Pourquoi les paliers de décompression sont-ils nécessaires au plongeur ? Solubilité du diazote dans le sang, pression et danger des bulles de gaz.


Nous vous proposions, il y a quelques temps, de réfléchir à la question des "paliers de décompression" en plongée (vous pouvez retrouver cette question en cliquant ici).

Nous allons tenter de brosser un tableau rapide de ces problèmes à l'interface de la physique-chimie et de la biologie.

Solubilité du diazote dans le sang

Lorsqu'on étudie en biologie les échanges entre le gaz contenu dans les poumons et le sang, on se focalise généralement sur le dioxygène (transporté presque en totalité par l'hémoglobine) et le CO2. Toutefois, une partie du gaz contenu dans les poumons (qu'il soit "utile" à la respiration ou non) se dissout automatiquement dans le sang. Cela est vrai pour le dioxygène (pour lequel le gaz dissout ne représente qu'une petite fraction -de l'ordre de 2%- du dioxygène transporté, l'essentiel l'étant en effet sous forme combinée à l'hémoglobine), le CO2 et le diazote. Si le dioxygène est utilisé par les cellules lors de la respiration, le diazote, lui, diffuse simplement dans tous les tissus jusqu'à atteindre un état d'équilibre dans lequel les concentrations en diazote sont semblables dans le sang et dans les cellules.

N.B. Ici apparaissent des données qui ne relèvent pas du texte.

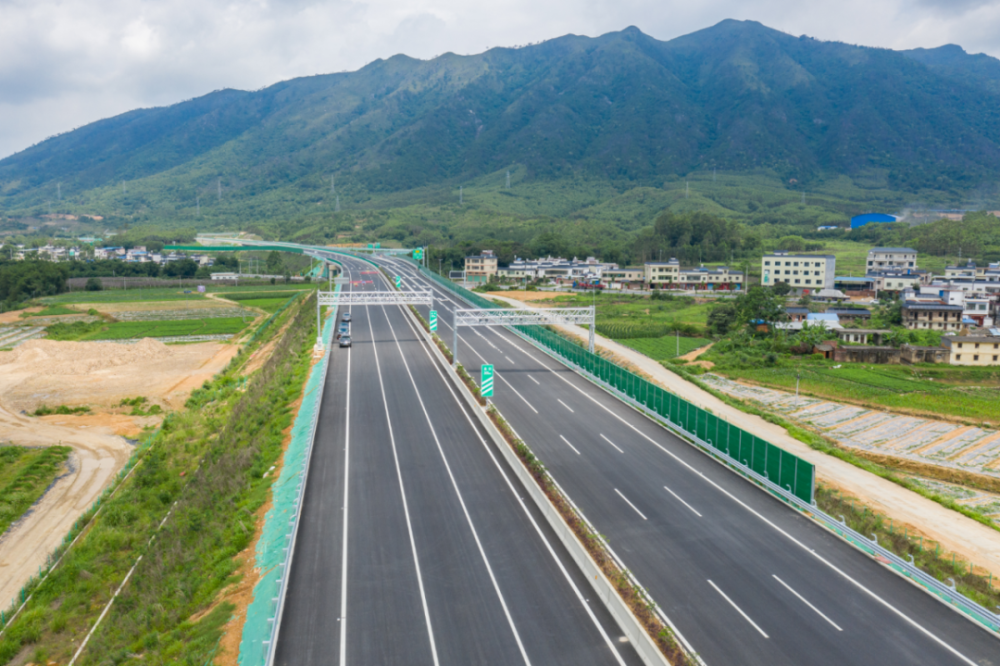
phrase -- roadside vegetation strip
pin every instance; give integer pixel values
(968, 583)
(25, 475)
(210, 460)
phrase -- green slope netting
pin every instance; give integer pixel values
(277, 532)
(782, 468)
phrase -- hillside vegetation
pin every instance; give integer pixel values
(608, 129)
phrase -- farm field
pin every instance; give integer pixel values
(664, 348)
(25, 473)
(169, 328)
(956, 393)
(621, 316)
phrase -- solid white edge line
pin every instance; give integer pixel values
(630, 504)
(347, 477)
(738, 609)
(458, 493)
(803, 600)
(402, 490)
(678, 498)
(798, 543)
(569, 445)
(524, 507)
(612, 443)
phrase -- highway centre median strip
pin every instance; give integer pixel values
(642, 396)
(647, 628)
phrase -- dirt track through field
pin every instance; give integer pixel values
(98, 375)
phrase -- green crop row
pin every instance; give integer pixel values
(24, 475)
(204, 473)
(662, 349)
(128, 330)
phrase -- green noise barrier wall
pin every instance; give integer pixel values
(784, 469)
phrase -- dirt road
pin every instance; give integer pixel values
(98, 375)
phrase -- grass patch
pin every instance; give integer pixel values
(204, 472)
(52, 311)
(61, 409)
(664, 348)
(966, 394)
(128, 330)
(270, 305)
(25, 474)
(123, 296)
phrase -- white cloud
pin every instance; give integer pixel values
(64, 63)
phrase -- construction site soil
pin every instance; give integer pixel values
(98, 375)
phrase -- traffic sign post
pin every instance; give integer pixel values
(486, 378)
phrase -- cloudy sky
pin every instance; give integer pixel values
(65, 63)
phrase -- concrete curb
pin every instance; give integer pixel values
(602, 586)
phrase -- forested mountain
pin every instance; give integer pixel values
(624, 108)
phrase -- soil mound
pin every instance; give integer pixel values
(50, 357)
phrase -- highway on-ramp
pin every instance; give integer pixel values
(417, 545)
(745, 578)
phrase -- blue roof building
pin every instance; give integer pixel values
(861, 220)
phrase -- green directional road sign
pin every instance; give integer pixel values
(486, 388)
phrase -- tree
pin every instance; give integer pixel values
(759, 304)
(721, 318)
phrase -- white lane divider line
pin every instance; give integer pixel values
(568, 444)
(803, 600)
(630, 504)
(612, 444)
(738, 609)
(402, 492)
(678, 498)
(576, 590)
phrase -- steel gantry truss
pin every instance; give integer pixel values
(376, 298)
(524, 317)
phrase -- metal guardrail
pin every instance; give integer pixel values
(286, 566)
(945, 593)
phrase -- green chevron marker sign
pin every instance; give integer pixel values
(486, 375)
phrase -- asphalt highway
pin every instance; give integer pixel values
(746, 579)
(417, 544)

La quantité de diazote dissout dépend de sa solubilité, qui elle-même dépend de plusieurs facteurs : température, pression partielle du diazote...

A température constante, la solubilité d'un gaz dans un liquide est proportionnelle à sa pression partielle (loi de Henry) :

s = p / H

(s = solubilité du gaz dans le liquide, p = pression partielle de ce gaz, H = constante de Henry qui dépend de la nature du gaz et du liquide considérés et de la température)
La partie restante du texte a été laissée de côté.